Twelve months ago John Moore was extremely keen to take Military Attack for the Cox Plate after winning at Kranji but, between the quarantine and the difficulty in getting races into your horse to get him there fit enough to do himself justice, it's all too hard.
We'll be surprised if it ever happens.
Melbourne was also mentioned for Amber Sky prior to his win in Dubai, and that could resurface as a target once he gets through his summer break.
Trainer Ricky Yiu Poon-fai seems keen to take advantage of Amber Sky's straight-track prowess to test him again at 1,200m, instead of only having options around a turn at the distance here.
We had thought the switch in Dubai from Tapeta back to dirt next year might reduce by two any potential targets there.
And even opened a possibility that people with sprinters could take a second look at Sydney's "The Championships" in preference to the Golden Shaheen.
(Hong Kong's horses that went to the old Nad Al Sheba to race on the dirt - with the sole exception of the redoubtable Bullish Luck - went about 200m before the realisation set in that the surface bore no resemblance to our all-weather at Sha Tin.)
But, to the surprise of no-one, the government-backed future funding for the Sydney extravaganza is now in doubt so it may have been a oncer.
Perhaps that puts the Takamatsunomiya Kinen in Nagoya back in the picture for Hong Kong sprinters in late March.

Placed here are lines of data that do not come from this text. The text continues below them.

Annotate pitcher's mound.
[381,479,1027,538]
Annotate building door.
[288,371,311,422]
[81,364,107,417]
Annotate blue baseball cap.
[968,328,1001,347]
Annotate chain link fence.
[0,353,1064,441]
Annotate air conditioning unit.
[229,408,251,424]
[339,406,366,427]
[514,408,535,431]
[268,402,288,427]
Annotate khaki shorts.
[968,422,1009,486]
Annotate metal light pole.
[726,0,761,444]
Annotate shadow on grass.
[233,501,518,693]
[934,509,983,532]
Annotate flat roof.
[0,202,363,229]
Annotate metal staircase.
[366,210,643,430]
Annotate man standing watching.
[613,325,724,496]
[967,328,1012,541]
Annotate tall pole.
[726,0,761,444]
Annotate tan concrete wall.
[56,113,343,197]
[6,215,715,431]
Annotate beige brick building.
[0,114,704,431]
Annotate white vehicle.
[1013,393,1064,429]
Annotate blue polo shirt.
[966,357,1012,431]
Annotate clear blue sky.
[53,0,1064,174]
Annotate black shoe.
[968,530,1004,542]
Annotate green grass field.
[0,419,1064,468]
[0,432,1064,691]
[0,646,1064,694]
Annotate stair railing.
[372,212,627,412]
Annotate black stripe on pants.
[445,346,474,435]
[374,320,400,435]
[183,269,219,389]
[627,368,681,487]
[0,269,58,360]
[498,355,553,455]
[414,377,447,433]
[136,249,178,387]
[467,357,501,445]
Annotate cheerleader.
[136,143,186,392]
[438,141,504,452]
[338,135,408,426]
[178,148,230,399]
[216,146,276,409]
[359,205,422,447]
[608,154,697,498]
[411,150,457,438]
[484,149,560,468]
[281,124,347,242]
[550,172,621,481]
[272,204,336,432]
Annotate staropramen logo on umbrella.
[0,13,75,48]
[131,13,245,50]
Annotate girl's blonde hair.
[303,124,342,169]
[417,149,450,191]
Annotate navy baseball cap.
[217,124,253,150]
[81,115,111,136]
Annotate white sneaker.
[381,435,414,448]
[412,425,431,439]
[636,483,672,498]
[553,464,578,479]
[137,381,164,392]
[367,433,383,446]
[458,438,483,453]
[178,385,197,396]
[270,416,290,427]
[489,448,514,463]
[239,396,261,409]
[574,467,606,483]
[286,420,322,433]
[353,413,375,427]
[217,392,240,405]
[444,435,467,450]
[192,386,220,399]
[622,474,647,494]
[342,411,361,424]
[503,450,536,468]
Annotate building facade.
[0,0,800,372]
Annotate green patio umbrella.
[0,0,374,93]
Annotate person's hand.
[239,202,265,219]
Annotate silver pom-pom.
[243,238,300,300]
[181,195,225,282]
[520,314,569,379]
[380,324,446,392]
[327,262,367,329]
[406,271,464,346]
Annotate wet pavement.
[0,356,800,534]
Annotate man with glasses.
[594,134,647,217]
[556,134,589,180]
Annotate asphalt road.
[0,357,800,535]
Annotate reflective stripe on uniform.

No horse has been there yet - Sacred Kingdom got colic on the tarmac and Lucky Nine pulled out in the aftermath of the catastrophic Japanese earthquake and tsunami - but, since it's on the same day as the Dubai meeting, it fits the calendar as there isn't a lot for the top sprinters here for some time after the Chairman's Sprint in February.
Once upon a time, the concept of taking a horse overseas for a Group One race was considered lying to yourself at best but, on the back of their most successful year ever, Hong Kong's top horses may spread even further and wider in the year ahead.